Chapter 4: Multi-B200, GB200 Superchip, and NVL72¶

Overview¶

Single-B200 deployment covers Qwen2.5-72B at FP4 cleanly. It doesn't cover: dense models larger than 192 GB, MoE models with huge expert pools, extreme-batch long-context serving, or sub-30 ms p99 latency on 72B-class chat at scale. For all of those you go multi-B200 — HGX B200 (8-GPU board), GB200 superchip (2 B200 + 1 Grace, coherent), or NVL72 (72 B200 + 36 Grace in one rack).

This chapter is the multi-GPU scaling story for Qwen-class workloads on Blackwell.
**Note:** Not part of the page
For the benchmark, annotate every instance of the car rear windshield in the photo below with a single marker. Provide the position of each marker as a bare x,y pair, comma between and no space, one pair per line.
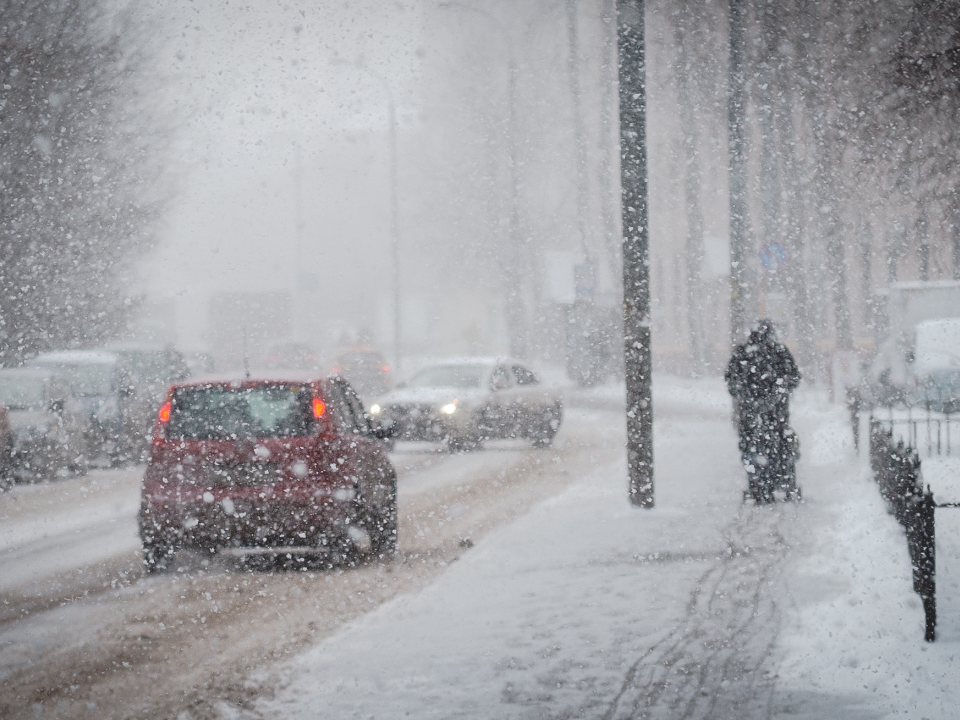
21,393
459,376
85,379
223,412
It covers the fabric, the TP/PP choices, the NCCL hot path, and the new memory tiers that GB200/NVL72 unlock.

By the end you should be able to:

Pick the right Blackwell platform (HGX vs GB200 vs NVL72) for a given Qwen workload.
Compute NCCL bandwidth in the decode hot path for TP=8 / TP=16 / TP=72.
Use Grace LPDDR coherent memory for KV spill, prefix caching, or MoE expert offload.
Predict serving throughput for Qwen2.5-72B and hypothetical Qwen3-300B+ at rack scale.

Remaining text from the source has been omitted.